Reputation: 2728
I am trying to gather all the hashtags i have in a collection of tweets in mongodb and i want to count how many times each hashtag appears in tweets. hcoll is the collection of hashtags that is created with this code.
BasicDBObject key = new BasicDBObject("hashtag",hashtagobj.get("hashtag"));
BasicDBObject update = new BasicDBObject("$addtoSet", new BasicDBObject("tweetsid",hashtagobj.get("_id")));
update.put("$inc",new BasicDBObject("count", 1));
hcoll.update(key,update,true,false);
but if this code is executed a second time for the same tweets then even though the tweetid is not added a second time to the array, the counter "count" is incremented.
I am looking for a way to increment the value of "count" only if the tweetid is not in the array "tweetsid". But i want it with one query since i understand how to do it using two or more queries. If this is not possible please tell me so i just go for it with two or more queries! Thanks :D
Upvotes: 0
Views: 438
Reputation: 5548
One possible solution is to modify the query document to assert that the tweetid in question is not already in the "tweetsid" array. If it is, the query will not match, and the update will not be performed.
Here is an example using the JS shell. It is difficult to give an exact answer without an example document, so I have taken a guess at your document structure.

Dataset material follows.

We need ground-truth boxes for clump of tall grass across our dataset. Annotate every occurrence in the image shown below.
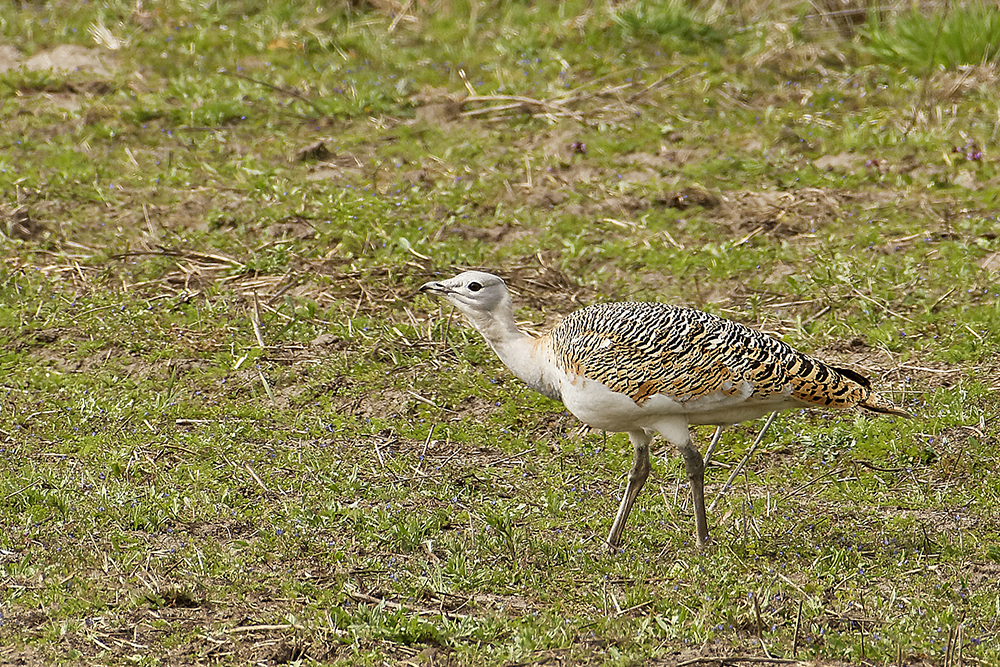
[862,6,1000,68]
[613,0,728,48]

Hopefully it is close enough so the example is relevant to you.
> db.hcoll.save({_id:1, hashtag:"myHashTag", count:0, tweetsid:[]})
> db.hcoll.find()
{ "_id" : 1, "hashtag" : "myHashTag", "count" : 0, "tweetsid" : [ ] }
The following update will add "id1" to the "tweetsid" array and increment the value of "count by 1"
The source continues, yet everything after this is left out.